CP Violation in Correlated Production and Decay of Unstable Particles

TL;DR

This paper investigates CP violation in the production and decay of unstable scalar particles at colliders, deriving conditions for observable CP asymmetries and applying the results to supersymmetric top quark pairs at the LHC.

Contribution

It establishes a theoretical framework for CP violation in correlated scalar particle processes and introduces a new spinorial trace technique for amplitude calculations.

Findings

At least three decay matrices are needed for CP violation in 2-->2 scatterings.

Only two decay matrices suffice for 2-->4 correlated production and decay processes.
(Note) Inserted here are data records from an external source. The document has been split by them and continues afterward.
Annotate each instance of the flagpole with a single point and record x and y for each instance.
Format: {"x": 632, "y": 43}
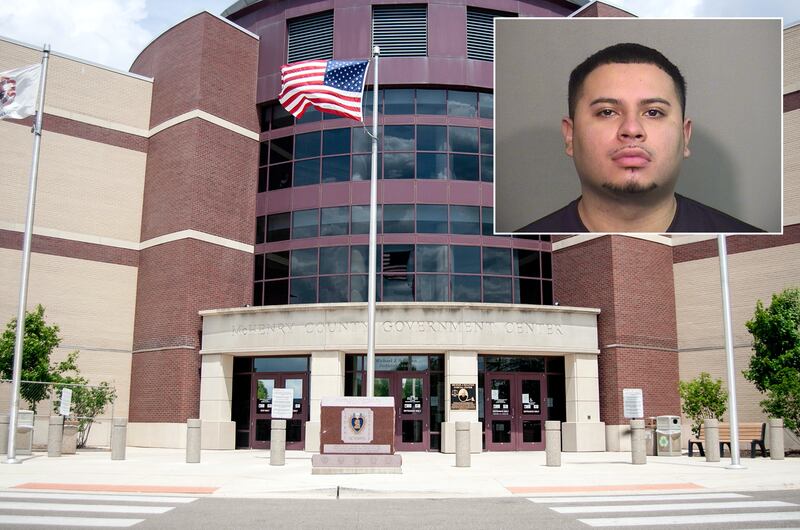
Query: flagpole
{"x": 373, "y": 234}
{"x": 26, "y": 262}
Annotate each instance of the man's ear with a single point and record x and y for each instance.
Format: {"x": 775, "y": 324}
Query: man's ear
{"x": 687, "y": 133}
{"x": 566, "y": 132}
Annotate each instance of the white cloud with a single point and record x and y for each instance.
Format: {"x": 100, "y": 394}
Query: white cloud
{"x": 109, "y": 32}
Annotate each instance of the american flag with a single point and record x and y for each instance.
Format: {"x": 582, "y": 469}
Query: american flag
{"x": 329, "y": 86}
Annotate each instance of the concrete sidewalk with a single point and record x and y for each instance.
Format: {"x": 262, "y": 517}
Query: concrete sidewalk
{"x": 247, "y": 473}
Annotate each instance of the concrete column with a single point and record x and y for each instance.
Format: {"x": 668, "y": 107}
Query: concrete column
{"x": 193, "y": 437}
{"x": 552, "y": 443}
{"x": 462, "y": 444}
{"x": 638, "y": 449}
{"x": 277, "y": 443}
{"x": 711, "y": 437}
{"x": 55, "y": 432}
{"x": 119, "y": 432}
{"x": 776, "y": 438}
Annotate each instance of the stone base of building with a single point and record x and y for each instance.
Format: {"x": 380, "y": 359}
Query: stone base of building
{"x": 583, "y": 437}
{"x": 449, "y": 437}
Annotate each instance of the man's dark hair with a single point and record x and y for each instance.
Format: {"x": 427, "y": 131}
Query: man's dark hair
{"x": 624, "y": 53}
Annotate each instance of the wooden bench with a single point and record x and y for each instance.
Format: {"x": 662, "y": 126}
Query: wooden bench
{"x": 748, "y": 432}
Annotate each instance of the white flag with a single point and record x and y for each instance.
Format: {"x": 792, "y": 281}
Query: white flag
{"x": 18, "y": 91}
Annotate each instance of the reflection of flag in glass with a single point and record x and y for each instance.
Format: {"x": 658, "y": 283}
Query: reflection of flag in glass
{"x": 329, "y": 86}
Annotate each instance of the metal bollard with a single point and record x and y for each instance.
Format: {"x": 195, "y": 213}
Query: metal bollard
{"x": 193, "y": 441}
{"x": 638, "y": 448}
{"x": 55, "y": 433}
{"x": 119, "y": 433}
{"x": 776, "y": 451}
{"x": 462, "y": 444}
{"x": 711, "y": 436}
{"x": 277, "y": 443}
{"x": 552, "y": 443}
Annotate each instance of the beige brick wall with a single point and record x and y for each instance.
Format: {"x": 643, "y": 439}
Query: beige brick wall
{"x": 86, "y": 92}
{"x": 752, "y": 276}
{"x": 84, "y": 187}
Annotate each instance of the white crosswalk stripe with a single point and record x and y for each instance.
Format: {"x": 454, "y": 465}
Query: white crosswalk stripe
{"x": 656, "y": 505}
{"x": 19, "y": 508}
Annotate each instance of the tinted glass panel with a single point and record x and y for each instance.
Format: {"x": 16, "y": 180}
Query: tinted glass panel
{"x": 336, "y": 169}
{"x": 431, "y": 138}
{"x": 304, "y": 262}
{"x": 431, "y": 102}
{"x": 307, "y": 145}
{"x": 333, "y": 260}
{"x": 334, "y": 221}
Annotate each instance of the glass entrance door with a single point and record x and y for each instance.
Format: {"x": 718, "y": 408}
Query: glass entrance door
{"x": 514, "y": 413}
{"x": 261, "y": 408}
{"x": 412, "y": 412}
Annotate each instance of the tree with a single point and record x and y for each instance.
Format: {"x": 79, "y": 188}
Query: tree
{"x": 702, "y": 398}
{"x": 39, "y": 342}
{"x": 775, "y": 365}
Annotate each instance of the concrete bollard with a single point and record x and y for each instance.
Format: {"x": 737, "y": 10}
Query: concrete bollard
{"x": 55, "y": 432}
{"x": 462, "y": 444}
{"x": 552, "y": 443}
{"x": 776, "y": 451}
{"x": 711, "y": 436}
{"x": 119, "y": 434}
{"x": 277, "y": 443}
{"x": 638, "y": 448}
{"x": 4, "y": 421}
{"x": 193, "y": 441}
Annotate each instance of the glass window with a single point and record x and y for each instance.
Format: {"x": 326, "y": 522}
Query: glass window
{"x": 432, "y": 166}
{"x": 306, "y": 172}
{"x": 399, "y": 101}
{"x": 432, "y": 288}
{"x": 465, "y": 220}
{"x": 304, "y": 262}
{"x": 487, "y": 105}
{"x": 334, "y": 221}
{"x": 398, "y": 138}
{"x": 303, "y": 291}
{"x": 336, "y": 168}
{"x": 398, "y": 218}
{"x": 280, "y": 176}
{"x": 432, "y": 258}
{"x": 496, "y": 290}
{"x": 305, "y": 223}
{"x": 398, "y": 166}
{"x": 464, "y": 167}
{"x": 432, "y": 218}
{"x": 336, "y": 141}
{"x": 276, "y": 293}
{"x": 460, "y": 103}
{"x": 280, "y": 149}
{"x": 277, "y": 265}
{"x": 464, "y": 139}
{"x": 496, "y": 260}
{"x": 277, "y": 227}
{"x": 431, "y": 138}
{"x": 431, "y": 102}
{"x": 333, "y": 289}
{"x": 333, "y": 260}
{"x": 465, "y": 259}
{"x": 466, "y": 288}
{"x": 307, "y": 145}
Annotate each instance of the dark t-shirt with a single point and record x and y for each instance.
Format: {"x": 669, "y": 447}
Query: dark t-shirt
{"x": 690, "y": 216}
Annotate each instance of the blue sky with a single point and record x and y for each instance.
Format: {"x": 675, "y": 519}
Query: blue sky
{"x": 113, "y": 32}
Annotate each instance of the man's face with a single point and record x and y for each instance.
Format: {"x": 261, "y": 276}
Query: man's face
{"x": 628, "y": 135}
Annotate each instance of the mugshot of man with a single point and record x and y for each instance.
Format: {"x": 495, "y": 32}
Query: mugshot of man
{"x": 627, "y": 135}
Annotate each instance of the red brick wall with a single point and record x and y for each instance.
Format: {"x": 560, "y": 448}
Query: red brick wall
{"x": 631, "y": 281}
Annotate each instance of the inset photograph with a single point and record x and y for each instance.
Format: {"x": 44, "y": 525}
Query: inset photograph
{"x": 638, "y": 126}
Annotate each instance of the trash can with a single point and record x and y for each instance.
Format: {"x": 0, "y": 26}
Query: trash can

CP asymmetries in supersymmetric top pair production could reach order one at the LHC.

Abstract

We study resonant CP-violating Einstein--Podolsky--Rosen correlations that may take place in the production and decay of unstable scalar particles at high-energy colliders. We show that as a consequence of unitarity and CPT invariance of the S-matrix, in 2 --> 2 scatterings mediated by mixed scalar particles, at least three linearly independent decay matrices associated with the unstable scalar states are needed to obtain non-zero CP-odd observables that are also odd under C-conjugation. Instead, for the correlated production and decay of two unstable particle systems in 2 --> 4 processes, we find that only two independent decay matrices are sufficient to induce a net non-vanishing CP-violating phenomenon. As an application of this theorem, we present numerical estimates of CP asymmetries for the correlated production and decay of supersymmetric scalar top--anti-top pairs at the LHC, and demonstrate that these could reach values of order one. As a byproduct of our analysis, we develop a novel spinorial trace technique, which enables us to efficiently evaluate lengthy expressions of squared amplitudes describing the resonant scalar transitions.